Once we made our way to the end of the street, we took pictures beneath the Arc de Triomphe, an iconic landmark originally commissioned by Emperor Napoleon himself.

Fast Fact: The Champs-Élysées is the site of a countless events throughout the year, from film festivals to the finish line of the Tour de France’s final stage to the Bastille Day parade. This makes the already-crowded avenue even busier, but also certainly an unforgettable experience.

6:30 p.m. — Indian food

Although our decision to get Indian food was mostly a matter of convenience, it was an absolute hit! Having spent all weekend indulging in rich French cuisine, my roommate and I agreed that it was refreshing to have a spice- and vegetable-heavy meal.
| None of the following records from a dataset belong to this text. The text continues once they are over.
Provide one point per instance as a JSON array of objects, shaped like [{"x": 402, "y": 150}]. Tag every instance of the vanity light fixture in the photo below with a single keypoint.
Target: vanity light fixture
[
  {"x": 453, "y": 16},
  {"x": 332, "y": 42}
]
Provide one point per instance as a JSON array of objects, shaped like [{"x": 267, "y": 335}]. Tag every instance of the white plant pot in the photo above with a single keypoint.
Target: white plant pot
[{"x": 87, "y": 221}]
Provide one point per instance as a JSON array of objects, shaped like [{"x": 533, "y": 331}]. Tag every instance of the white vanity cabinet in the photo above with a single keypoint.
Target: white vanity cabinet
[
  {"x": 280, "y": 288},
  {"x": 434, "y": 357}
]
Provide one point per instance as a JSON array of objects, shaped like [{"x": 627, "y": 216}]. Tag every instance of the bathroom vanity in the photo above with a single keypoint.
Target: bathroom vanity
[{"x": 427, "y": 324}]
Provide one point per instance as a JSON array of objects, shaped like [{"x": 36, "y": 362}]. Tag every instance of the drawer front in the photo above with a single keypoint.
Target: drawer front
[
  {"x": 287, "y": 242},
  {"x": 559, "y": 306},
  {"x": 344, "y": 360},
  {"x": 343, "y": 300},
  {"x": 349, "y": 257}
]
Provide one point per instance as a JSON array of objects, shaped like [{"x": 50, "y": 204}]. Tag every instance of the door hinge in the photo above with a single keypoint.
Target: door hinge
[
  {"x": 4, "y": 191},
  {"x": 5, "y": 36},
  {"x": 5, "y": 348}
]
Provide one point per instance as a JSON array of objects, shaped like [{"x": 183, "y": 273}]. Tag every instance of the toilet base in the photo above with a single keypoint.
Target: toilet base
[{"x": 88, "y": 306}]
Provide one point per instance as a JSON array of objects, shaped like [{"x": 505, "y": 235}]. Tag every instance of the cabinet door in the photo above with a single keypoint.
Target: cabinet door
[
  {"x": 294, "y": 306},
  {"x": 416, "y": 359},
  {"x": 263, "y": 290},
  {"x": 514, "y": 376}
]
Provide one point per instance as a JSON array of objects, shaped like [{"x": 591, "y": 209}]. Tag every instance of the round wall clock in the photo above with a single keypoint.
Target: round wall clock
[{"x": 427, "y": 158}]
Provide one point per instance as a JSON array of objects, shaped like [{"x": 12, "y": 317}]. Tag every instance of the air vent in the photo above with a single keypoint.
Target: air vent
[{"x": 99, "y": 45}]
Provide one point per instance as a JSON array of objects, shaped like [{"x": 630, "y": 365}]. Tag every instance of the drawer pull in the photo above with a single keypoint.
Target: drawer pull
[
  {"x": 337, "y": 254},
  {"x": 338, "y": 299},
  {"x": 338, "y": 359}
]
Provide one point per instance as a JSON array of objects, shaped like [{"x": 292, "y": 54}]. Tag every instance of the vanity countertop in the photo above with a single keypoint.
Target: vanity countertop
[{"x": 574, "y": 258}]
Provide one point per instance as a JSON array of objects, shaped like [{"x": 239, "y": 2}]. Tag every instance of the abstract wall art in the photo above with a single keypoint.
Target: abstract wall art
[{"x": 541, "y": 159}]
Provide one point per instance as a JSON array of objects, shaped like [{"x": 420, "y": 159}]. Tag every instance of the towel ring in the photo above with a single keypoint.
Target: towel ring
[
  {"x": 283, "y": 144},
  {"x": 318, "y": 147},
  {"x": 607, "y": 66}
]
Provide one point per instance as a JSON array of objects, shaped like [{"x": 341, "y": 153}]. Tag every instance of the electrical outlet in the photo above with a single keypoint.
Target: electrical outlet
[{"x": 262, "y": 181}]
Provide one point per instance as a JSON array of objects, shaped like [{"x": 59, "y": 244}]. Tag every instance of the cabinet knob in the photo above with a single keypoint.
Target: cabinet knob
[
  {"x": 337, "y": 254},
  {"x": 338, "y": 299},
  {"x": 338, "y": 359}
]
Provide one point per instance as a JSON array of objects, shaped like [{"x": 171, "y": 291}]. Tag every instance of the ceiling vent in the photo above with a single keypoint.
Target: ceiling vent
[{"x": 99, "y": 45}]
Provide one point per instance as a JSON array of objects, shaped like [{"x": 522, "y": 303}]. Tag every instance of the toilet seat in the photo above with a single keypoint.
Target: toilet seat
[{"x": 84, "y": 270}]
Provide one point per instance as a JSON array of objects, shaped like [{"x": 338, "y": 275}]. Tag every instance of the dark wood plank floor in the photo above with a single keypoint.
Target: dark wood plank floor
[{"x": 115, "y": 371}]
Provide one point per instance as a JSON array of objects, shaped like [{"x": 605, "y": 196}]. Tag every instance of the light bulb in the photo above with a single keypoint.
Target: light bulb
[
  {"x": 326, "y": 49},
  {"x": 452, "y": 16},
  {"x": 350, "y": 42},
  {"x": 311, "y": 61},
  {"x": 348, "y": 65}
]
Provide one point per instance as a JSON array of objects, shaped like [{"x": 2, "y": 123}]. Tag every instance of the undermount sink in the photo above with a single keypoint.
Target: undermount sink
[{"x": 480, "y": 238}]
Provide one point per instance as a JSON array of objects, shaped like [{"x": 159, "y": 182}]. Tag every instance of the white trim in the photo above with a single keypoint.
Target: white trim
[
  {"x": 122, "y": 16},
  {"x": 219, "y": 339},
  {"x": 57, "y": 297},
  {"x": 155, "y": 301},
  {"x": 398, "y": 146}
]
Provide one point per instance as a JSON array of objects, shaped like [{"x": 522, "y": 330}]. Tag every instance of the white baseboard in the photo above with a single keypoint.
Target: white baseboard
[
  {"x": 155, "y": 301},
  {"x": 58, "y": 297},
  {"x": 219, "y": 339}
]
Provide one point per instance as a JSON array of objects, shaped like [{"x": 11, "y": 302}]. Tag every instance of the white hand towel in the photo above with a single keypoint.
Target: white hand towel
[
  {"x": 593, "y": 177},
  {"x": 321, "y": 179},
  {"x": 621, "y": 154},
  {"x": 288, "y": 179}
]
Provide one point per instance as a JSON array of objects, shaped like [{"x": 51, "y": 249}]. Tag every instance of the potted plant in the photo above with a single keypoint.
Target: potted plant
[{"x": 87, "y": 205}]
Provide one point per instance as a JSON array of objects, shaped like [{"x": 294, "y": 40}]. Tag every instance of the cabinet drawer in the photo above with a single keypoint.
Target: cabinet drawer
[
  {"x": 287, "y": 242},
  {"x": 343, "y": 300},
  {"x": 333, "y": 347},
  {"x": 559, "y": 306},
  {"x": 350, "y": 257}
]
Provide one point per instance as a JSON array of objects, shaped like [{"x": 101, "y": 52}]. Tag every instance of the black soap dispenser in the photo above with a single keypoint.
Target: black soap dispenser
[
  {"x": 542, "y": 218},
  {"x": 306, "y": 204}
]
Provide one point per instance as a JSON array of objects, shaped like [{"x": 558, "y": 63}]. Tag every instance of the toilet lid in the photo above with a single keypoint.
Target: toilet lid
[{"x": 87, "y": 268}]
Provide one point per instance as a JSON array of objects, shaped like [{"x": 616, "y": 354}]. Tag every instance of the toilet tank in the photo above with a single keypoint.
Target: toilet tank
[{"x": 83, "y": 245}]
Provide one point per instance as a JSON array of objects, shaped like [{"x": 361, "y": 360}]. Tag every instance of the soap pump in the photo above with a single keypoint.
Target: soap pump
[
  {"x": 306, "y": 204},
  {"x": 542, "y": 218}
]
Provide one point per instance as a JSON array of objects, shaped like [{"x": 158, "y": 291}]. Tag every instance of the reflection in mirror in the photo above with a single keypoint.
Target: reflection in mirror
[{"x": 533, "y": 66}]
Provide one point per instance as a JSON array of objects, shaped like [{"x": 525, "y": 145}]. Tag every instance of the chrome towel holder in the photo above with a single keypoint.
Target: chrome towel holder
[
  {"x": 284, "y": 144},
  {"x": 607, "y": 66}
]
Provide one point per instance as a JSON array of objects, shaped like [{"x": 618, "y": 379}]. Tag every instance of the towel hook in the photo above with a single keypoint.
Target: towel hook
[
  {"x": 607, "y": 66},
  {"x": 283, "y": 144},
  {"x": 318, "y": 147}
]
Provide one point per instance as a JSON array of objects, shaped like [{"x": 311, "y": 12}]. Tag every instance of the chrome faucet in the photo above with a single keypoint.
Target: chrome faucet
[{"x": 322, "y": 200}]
Fast Fact: Although India was not a French colony, several other countries were. That’s why you’ll find a strong culinary influence from places like Vietnam, Senegal, and Lebanon in Paris today.

a tower of macaroons in a store window8 p.m. — Macaron tasting

While macaron tasting wasn’t an official item on our itinerary, we did stumble across a gourmet macaron shop later in the evening. It was amazing.

Fast Fact: Macarons and macaroons are different types of cookies. In Paris, you’re mostly likely to find macarons — with a single O — which is a sandwich-style cookie. They come in a variety of flavors and can be filled with jam, buttercream icing, or ganache. Macaroons — with two O’s — are coconut drop cookies commonly served around the world during Passover.

8:30 p.m. — Taking a breather

After a weekend of rushing to complete our checklist, we were grateful for the downtime we built into our itinerary for Saturday night. 

We were too exhausted to fully take advantage of Paris nightlife, but we did enjoy strolling back past the Eiffel Tower and through the sparkling streets. We admired glamorous locals as they walked by, stopped to look at a padlock-covered bridge, and spent nearly an hour enjoying a group of street musicians as they played.

Can You See Paris in a Weekend?

On Sunday morning, my roommate and I boarded our plane back to Spain. The truth was, we had only gotten a small taste of what Paris had to offer. Racing from one destination to the next had left little time for us to appreciate Paris’s beauty and culture.

Despite the exhaustion that came with the trip, however, I’m glad we went on our impulsive weekend adventure. Having experienced Paris as an overly ambitious college student, I can’t wait to return when I have more free time, a larger budget, and a passable knowledge of French.

My only hope is that I won’t have to wait too long before I’m back again.